Cumhurbaşkanı Erdoğan, tozlu raflarda kalan projeleri bir bir tamamladıklarını belirterek "Bunlardan, 150 yıllık hayal olan Çine Adnan Menderes Barajı, Konya Ovası'nın asırlık rüyası Mavi Tünel Projesi, Asrın Projesi olarak adlandırdığımız Kuzey Kıbrıs Türk Cumhuriyeti Su Temin Projesi, sınıfında dünyanın en büyük barajı Ilısu Prof. Dr. Veysel Eroğlu Barajı ve Hidroelektrik Santrali, ülkemizin en yüksek 3 barajı olan Yusufeli, Deriner ve Ermenek barajları gurur abidelerimiz oldu" dedi.

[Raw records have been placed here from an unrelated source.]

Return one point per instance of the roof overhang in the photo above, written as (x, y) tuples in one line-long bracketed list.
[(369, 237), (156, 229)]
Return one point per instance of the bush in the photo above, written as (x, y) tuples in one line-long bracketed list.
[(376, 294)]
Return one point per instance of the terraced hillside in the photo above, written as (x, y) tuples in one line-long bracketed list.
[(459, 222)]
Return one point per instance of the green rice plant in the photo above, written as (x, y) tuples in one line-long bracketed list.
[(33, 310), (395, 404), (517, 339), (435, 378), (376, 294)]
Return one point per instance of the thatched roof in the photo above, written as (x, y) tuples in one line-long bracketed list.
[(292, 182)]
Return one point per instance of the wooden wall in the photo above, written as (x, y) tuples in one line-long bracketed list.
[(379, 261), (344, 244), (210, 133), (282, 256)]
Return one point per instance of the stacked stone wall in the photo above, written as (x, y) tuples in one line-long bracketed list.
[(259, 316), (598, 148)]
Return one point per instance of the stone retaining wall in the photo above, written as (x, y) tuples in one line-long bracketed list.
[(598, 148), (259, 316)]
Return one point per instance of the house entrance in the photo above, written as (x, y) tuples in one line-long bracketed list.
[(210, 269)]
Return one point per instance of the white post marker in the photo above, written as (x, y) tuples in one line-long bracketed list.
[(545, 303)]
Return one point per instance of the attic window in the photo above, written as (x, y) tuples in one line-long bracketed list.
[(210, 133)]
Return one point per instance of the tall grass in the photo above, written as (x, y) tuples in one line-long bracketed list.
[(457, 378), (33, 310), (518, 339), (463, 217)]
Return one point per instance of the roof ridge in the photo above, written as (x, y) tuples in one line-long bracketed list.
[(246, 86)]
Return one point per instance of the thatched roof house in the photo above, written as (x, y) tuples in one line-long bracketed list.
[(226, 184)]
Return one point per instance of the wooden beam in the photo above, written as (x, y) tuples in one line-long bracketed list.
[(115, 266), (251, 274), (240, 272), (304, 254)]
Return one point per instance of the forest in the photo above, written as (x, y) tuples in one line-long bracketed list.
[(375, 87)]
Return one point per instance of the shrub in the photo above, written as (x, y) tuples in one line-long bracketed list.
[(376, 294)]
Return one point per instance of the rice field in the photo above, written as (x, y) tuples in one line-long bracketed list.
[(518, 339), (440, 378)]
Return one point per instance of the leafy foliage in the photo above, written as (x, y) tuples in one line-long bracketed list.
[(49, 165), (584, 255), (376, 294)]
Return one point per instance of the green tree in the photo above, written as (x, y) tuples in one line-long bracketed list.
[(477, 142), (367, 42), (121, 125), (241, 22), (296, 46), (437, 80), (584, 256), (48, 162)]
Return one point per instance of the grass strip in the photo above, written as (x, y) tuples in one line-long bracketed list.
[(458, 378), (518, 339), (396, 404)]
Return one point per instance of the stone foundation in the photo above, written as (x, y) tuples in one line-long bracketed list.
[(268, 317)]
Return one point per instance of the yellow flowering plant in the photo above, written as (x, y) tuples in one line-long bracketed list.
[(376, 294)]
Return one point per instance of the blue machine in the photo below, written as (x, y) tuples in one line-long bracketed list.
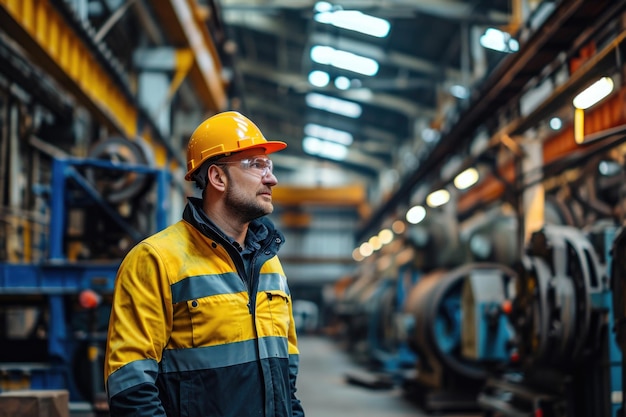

22 yılda yeni baraj ve göletler inşa ederek 50 milyar metreküplük suyu depoladıklarını ve depolanan su miktarını 184 milyar metreküpe çıkardıklarını ifade eden Cumhurbaşkanı Erdoğan, "24 milyon dekar alanı sulamaya açarak sulama alanımızı 72 milyon dekara çıkardık. Tüm bu projelerle yıllık 200 milyar lira tutarında zirai gelir artışı sağladık. Arazi toplulaştırmasında büyük bir ilerleme kaydederek 76 milyon dekar alanda toplulaştırma çalışması yaptık. Yerli ve temiz enerji kaynağı olan hidroelektrik santralleriyle 45 milyar kilovatsaatlik üretim kapasitemizi 112 milyar kilovatsaate çıkardık. İçme suyu temini için '81 İl İçme Suyu Eylem Planı' hazırlayarak 2040, 2050 ve 2071 yıllarına kadar tüm illerimizin su ihtiyaçlarını ayrı ayrı projelendirdik. Yeni projelerimizle 3,4 milyar metreküp içme suyu temin ettik" diye konuştu.

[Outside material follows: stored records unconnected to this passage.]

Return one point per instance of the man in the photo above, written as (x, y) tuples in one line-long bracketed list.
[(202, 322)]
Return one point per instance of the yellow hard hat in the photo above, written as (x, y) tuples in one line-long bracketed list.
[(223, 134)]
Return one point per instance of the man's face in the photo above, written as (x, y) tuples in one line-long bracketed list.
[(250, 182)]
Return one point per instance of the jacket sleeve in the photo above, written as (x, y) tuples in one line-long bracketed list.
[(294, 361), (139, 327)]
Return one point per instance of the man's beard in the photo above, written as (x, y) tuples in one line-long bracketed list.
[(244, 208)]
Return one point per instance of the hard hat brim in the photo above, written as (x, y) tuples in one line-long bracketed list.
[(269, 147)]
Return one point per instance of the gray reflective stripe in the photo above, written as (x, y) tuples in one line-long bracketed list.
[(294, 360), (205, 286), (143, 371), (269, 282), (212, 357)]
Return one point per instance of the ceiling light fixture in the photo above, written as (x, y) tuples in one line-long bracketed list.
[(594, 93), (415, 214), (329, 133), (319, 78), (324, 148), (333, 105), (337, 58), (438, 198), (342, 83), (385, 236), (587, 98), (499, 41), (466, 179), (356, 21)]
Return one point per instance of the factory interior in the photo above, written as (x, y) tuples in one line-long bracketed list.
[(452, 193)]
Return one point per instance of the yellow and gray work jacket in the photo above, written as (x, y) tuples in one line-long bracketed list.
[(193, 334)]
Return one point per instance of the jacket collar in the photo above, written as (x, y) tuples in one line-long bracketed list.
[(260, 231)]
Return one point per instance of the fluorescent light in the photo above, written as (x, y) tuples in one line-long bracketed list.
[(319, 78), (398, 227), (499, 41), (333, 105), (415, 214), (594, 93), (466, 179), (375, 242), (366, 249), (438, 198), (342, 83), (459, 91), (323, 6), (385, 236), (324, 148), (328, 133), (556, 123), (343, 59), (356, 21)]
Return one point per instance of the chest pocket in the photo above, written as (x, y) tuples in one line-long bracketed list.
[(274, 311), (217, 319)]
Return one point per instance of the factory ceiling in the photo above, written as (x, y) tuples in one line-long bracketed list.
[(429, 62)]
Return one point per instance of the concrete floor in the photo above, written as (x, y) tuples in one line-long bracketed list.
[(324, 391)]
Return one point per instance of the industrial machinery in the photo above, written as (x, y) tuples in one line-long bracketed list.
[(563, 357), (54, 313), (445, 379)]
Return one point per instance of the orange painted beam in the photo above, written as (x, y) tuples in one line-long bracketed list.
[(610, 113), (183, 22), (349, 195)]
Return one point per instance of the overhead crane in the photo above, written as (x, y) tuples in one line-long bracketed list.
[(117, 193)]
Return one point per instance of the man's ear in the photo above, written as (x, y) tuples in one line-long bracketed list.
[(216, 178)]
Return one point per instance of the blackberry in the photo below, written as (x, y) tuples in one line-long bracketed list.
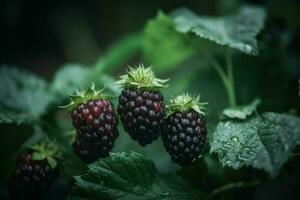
[(141, 105), (35, 171), (185, 130), (96, 124)]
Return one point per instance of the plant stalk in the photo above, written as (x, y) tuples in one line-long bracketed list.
[(230, 84)]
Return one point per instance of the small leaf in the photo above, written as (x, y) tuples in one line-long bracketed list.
[(241, 112), (236, 31), (130, 176), (262, 142), (38, 156), (12, 117), (52, 162)]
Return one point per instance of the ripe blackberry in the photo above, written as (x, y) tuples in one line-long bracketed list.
[(96, 124), (185, 130), (36, 170), (141, 106)]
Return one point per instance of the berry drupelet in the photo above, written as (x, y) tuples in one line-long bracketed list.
[(185, 129), (141, 105), (95, 122), (36, 170)]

“ADİL VE VERİMLİ KAYNAK YÖNETİMİNİ HAYATIN HER ALANINA YAYMAYI SÜRDÜRECEĞİZ”
Cumhurbaşkanı Erdoğan, yer altı su kaynaklarının korunması için depolama ve suni besleme tesislerini de yine kendilerinin hayata geçirdiklerini vurgulayarak sözlerini şöyle tamamladı: "Taşkın koruma tesislerimizle milletimizin can ve mal güvenliğini sağlamaya yönelik önemli adımlar attık. Tüm bu alanlarda toplam 10 bin 657 tesisi hizmete alarak 2,4 trilyon liralık tarihî yatırımlar gerçekleştirdik. Artık hamdolsun 'Suya Yön Veren Politikalarla' güçlü bir şekilde 'Su akar, Türk yapar' diyebiliyoruz. Bundan sonra da Türkiye'nin kaynaklarını en verimli şekilde kullanmaya, ekonomimize kazandırmaya devam edeceğiz. Hiçbir kaynağımızı israf etmeyerek adil ve verimli kaynak yönetimini hayatın her alanına yaymayı sürdüreceğiz. Birileri gibi tutulmayan sözlerle, boş vaatlerle değil, eserlerimizle ve hizmetlerimizle konuşmaya devam edeceğiz. Bugün açılışını yaptığımız 564 yeni tesisimizin bir kez daha hayırlı olmasını diliyorum. Tarım ve Orman Bakanlığımıza, Devlet Su İşleri Genel Müdürlüğümüze, yüklenici firmalarımıza ve tesislerin yapımında emeği geçen tüm kardeşlerime tekrar teşekkür ediyorum."